Charles Lindbergh challenges Franklin D. Roosevelt in the 1940 presidential election and wins on a “stay out of Europe’s war” ticket. He then signs a peace treaty with Nazi Germany, and America begins to change. The story is told from the viewpoint of a little boy, Philip Roth, who lives with his family in a Jewish enclave of Newark, New Jersey. Roth’s (the author’s, not the narrator’s) exploration of this alternative history is fascinating, in large part because he builds it up just slow enough to feel plausible. Little changes here and there in treatment of the Jews seem inauspicious but none are terrible enough to seem completely absurd.

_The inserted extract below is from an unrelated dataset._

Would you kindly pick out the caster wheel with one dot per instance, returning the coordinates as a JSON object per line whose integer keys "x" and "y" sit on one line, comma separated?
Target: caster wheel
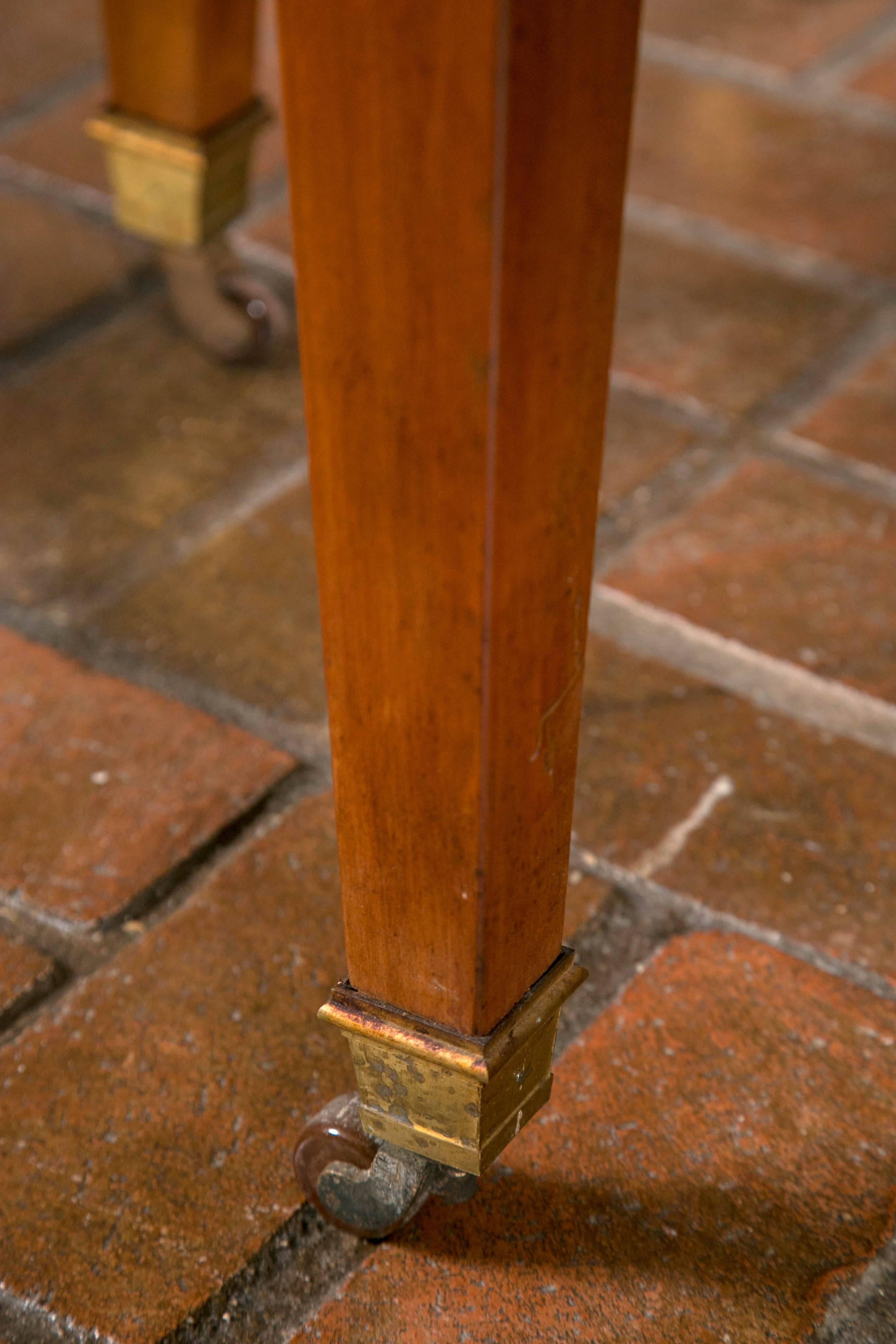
{"x": 229, "y": 312}
{"x": 363, "y": 1186}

At times, the rhetoric in the book reminded me of some of the post 9/11 rhetoric, not because we live in a fascist state (we definitely don’t) and obviously not because our government has tried to keep us out of war (it clearly hasn’t). Rather, the use of patriotic language and symbolism to political ends, to the suppression of civil liberties for certain groups, feels just familiar enough to be scary.
Unfortunately, the story was simply to boring for me, nothing really ever happened. The unneeded detail bugged me. Plus the book falls apart at the end. The slow build-up that Roth so carefully engineers suddenly jumps to a fever pitch that feels absurd, followed by a terribly abrupt ending.